Vaticano: Papa sublinha importância da verdade nos processos judiciais e alerta contra «compaixão mal interpretada»

Leão XIV abriu o Ano Judicial da Rota Romana pedindo equilíbrio entre justiça e misericórdia, para evitar «decisões pastorais sem fundamento objetivo sólido»

Foto: Vatican Media

Cidade do Vaticano, 26 jan 2026 (Ecclesia) – O Papa alertou hoje para o risco de uma “compaixão mal interpretada” nos processos judiciais da Igreja, defendendo que a caridade nunca deve obscurecer a averiguação da verdade, especialmente nas causas de nulidade matrimonial.

“Por vezes, reconhece-se o risco de que uma identificação excessiva com as vicissitudes – muitas vezes conturbadas – dos fiéis possa conduzir a uma relativização perigosa da verdade”, afirmou Leão XIV, no discurso inaugural do Ano Judicial do Tribunal da Rota Romana, no Vaticano.

Perante os prelados auditores, advogados e funcionários, o pontífice sublinhou que a tensão entre verdade e caridade não deve ser resolvida por “critérios puramente pragmáticos”, mas entendida como duas dimensões “intrinsecamente unidas”.
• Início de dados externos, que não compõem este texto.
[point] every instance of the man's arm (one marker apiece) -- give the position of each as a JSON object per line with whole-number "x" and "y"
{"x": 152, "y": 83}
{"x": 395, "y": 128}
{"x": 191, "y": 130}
Leão XIV advertiu que, movidos por um aparente “zelo pastoral”, os juízes podem cair na tentação de tomar decisões sem “fundamento objetivo sólido”, comprometendo o rigor e a equidade dos processos.

“O serviço à verdade na caridade deve brilhar em toda a obra dos tribunais eclesiásticos”, sustentou.

Isso deve poder ser apreciado por toda a comunidade eclesial e especialmente pelos fiéis envolvidos: por aqueles que pedem o julgamento da sua união matrimonial, por aqueles que são acusados de ter cometido um crime canónico, por aqueles que se consideram vítimas de uma grave injustiça, por aqueles que reivindicam um direito.”

O Papa criticou também o extremo oposto, ou seja, uma “afirmação fria e distanciada da verdade” que ignora o respeito e a misericórdia, lembrando que a “salvação das almas” (salus animarum) continua a ser a lei suprema da Igreja.

No discurso, o Santo Padre apelou a uma rigorosa “deontologia” de todos os operadores da justiça, incluindo advogados, promotores de justiça e defensores do vínculo, rejeitando abordagens meramente burocráticas ou a defesa de interesses que ultrapassem o que é justo “em consciência”.

Sobre o processo mais breve de nulidade matrimonial perante o Bispo diocesano, introduzido pelo Papa Francisco, Leão XIV pediu “muita atenção” na avaliação dos motivos, para não dispensar o rigor necessário.

“Será o próprio processo, devidamente implementado, que confirmará a existência da nulidade ou determinará a necessidade de recorrer ao processo ordinário”, declarou.

O Papa concluiu a sua intervenção definindo o juiz eclesiástico como um “operador de paz” e sublinhando a importância do contraditório como método para a descoberta da verdade, baseado nas presunções de validade do casamento e de inocência do arguido.

O Tribunal Apostólico da Rota Romana tem entre os seus auditores o religioso português Manuel Saturino da Costa Gomes, padre da Congregação dos Sacerdotes do Coração de Jesus (Dehonianos).

A Rota Romana é o tribunal ordinário da Santa Sé, constituído pelo Papa para julgar processos de apelo (segunda instância); julga também em terceira e última instância as causas julgadas por ele próprio e por outros tribunais eclesiásticos.